Mayor Jyoti Gondek argued the notice of motion was not in fact urgent, since it would require undoing council’s previous decision to have pay determined by the citizens’ body.
Council voted 9-6 against adding McLean’s motion to the agenda, with usual suspects McLean, Andre Chabot, Peter Demong and Sean Chu in support, as well as Jennifer Wyness and Sonya Sharp, who were both endorsed by the progressive Calgary’s Future PAC.
(An earlier version incorrectly suggested they voted against adding it to the agenda. My bad.)
Voting in favour of adding an item to the agenda isn’t the same as voting for it, but it does equate to taking it seriously.
As McLean sees it, he’s standing up to the fat cats at city hall, who seek to increase their pay while working class Calgarians continue to struggle.
But these stunts of politicians cutting their wages are almost always a pretext for broader cuts in the public sector, which harm the very working people these populist showmen claim to care about.
When Farkas attempted to get councillors a pay cut for 2020, which ended up being a freeze as recommended by the citizens’ committee, he was quite explicit that his goal was to roll back “unsustainable increases in public sector compensation."
In a sympathetic profile last month, Calgary Sun’s Rick Bell asked McLean if he’s the second-coming of Farkas.
“I’m the next Dan McLean. I’m my own person. I’m fiscally conservative. I’m pretty moderate on a lot of social issues,” the Ward 13 councillor said. Swap the names out and that sounds like something Farkas would say.
Without naming names, McLean added he intends to pursue his agenda of austerity in “a kinder, gentler, softer way” than some of his predecessors.
If this is how he conducts himself, McLean could end up being a far more effective conduit for free market fundamentalism than Farkas.
In other news …
Mayor Gondek broke the news on Twitter last night that Flames co-owner Murray Edwards told her the arena has been kiboshed.
Calgary Sports and Entertainment Corporation (CSEC), which owns the Flames, wanted the city to pay an additional $12.1 million for climate mitigation and road issues, but the city would only agree to pony up $6.4 million.
The initial deal reached in July 2019 had the city and Flames splitting the costs of the $550-million event centre and up to $25 million in any additional costs, with the Flames paying the rest.

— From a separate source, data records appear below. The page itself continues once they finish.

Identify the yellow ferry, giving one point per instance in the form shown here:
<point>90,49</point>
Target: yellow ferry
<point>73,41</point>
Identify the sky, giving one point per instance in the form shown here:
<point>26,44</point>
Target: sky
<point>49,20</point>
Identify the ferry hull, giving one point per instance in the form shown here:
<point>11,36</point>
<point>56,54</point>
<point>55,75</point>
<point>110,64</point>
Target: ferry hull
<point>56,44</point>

Edwards, who in addition to the Flames owns Canadian Natural Resources Limited, is worth a reported $2.1 billion. He moved to London, U.K., in 2016 for tax-dodging purposes and then St. Moritz, Switzerland, in 2019, for the same reason.
CSEC issued a statement accusing the city of adding additional costs that weren’t part of the deal, which the company “was not prepared to fund.”

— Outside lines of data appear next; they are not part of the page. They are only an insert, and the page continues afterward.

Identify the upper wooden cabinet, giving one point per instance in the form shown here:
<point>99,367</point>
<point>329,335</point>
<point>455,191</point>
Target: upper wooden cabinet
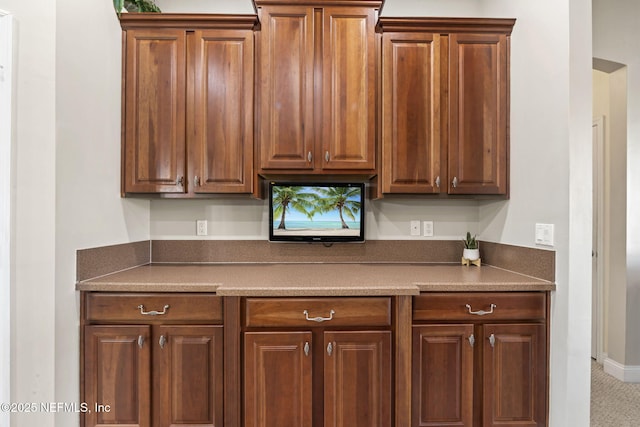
<point>187,103</point>
<point>317,86</point>
<point>445,105</point>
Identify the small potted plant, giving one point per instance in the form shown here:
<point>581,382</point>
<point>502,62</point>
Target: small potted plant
<point>471,248</point>
<point>135,6</point>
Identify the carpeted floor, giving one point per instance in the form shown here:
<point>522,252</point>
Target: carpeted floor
<point>613,402</point>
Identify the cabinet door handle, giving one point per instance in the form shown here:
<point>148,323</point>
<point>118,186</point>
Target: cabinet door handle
<point>153,312</point>
<point>480,312</point>
<point>318,319</point>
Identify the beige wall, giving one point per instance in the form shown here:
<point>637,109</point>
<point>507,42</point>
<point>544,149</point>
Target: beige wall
<point>68,180</point>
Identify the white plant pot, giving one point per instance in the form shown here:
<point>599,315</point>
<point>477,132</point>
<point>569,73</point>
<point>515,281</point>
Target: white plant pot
<point>471,254</point>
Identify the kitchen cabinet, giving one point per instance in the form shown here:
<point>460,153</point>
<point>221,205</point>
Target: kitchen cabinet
<point>317,87</point>
<point>445,105</point>
<point>187,104</point>
<point>480,359</point>
<point>152,359</point>
<point>317,362</point>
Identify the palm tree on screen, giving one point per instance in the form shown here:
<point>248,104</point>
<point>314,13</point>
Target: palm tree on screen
<point>285,198</point>
<point>345,199</point>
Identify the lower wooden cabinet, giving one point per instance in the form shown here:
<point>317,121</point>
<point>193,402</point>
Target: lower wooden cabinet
<point>438,359</point>
<point>487,371</point>
<point>156,374</point>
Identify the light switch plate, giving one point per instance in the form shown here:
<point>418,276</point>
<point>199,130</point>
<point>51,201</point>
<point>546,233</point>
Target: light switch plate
<point>544,234</point>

Edmonton-South MLA Thomas Dang, who most recently served as the NDP’s democracy and ethics critic, will now sit as an independent.
NDP leader Rachel Notley said she believes the Mounties’ warrant was based on a data breach to the Alberta Health vaccination records website, which she said Dang told the cops about when it occurred.

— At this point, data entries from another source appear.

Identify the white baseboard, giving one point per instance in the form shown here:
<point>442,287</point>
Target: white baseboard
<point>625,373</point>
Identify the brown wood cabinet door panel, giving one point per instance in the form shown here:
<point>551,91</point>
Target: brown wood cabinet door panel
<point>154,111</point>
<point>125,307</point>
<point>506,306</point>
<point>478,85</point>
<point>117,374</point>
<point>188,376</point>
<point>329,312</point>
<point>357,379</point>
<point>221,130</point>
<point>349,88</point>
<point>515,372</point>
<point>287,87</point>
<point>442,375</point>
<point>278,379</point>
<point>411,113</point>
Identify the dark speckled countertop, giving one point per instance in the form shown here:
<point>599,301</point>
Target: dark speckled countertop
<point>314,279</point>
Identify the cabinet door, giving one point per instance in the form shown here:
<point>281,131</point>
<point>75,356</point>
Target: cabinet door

At the same time, Notley said she doesn’t know what allegation prompted the RCMP to execute their warrant.
Councillors Jasmine Mian, Raj Dhaliwal and Evan Spencer will lead a task force to look at ways the city can support a legal challenge to Quebec’s Bill 21, which prohibits people in public sector jobs from wearing religious symbols.
“On a personal level, the fact that this law exists in our country makes me sick,” Mian said. “I think about what this law would mean for my own Muslim family. I think about what it means for young children in Quebec, who wanted to grow up to be teachers, lawyers, firefighters and judges.”
While a figure of $100,000 was initially floated, the notice of motion passed at Monday’s meeting does not include any funding figures.
Even without a financial commitment, councillors McLean, Chu, Chabot, Sharp and Demong voted against assisting the challenge.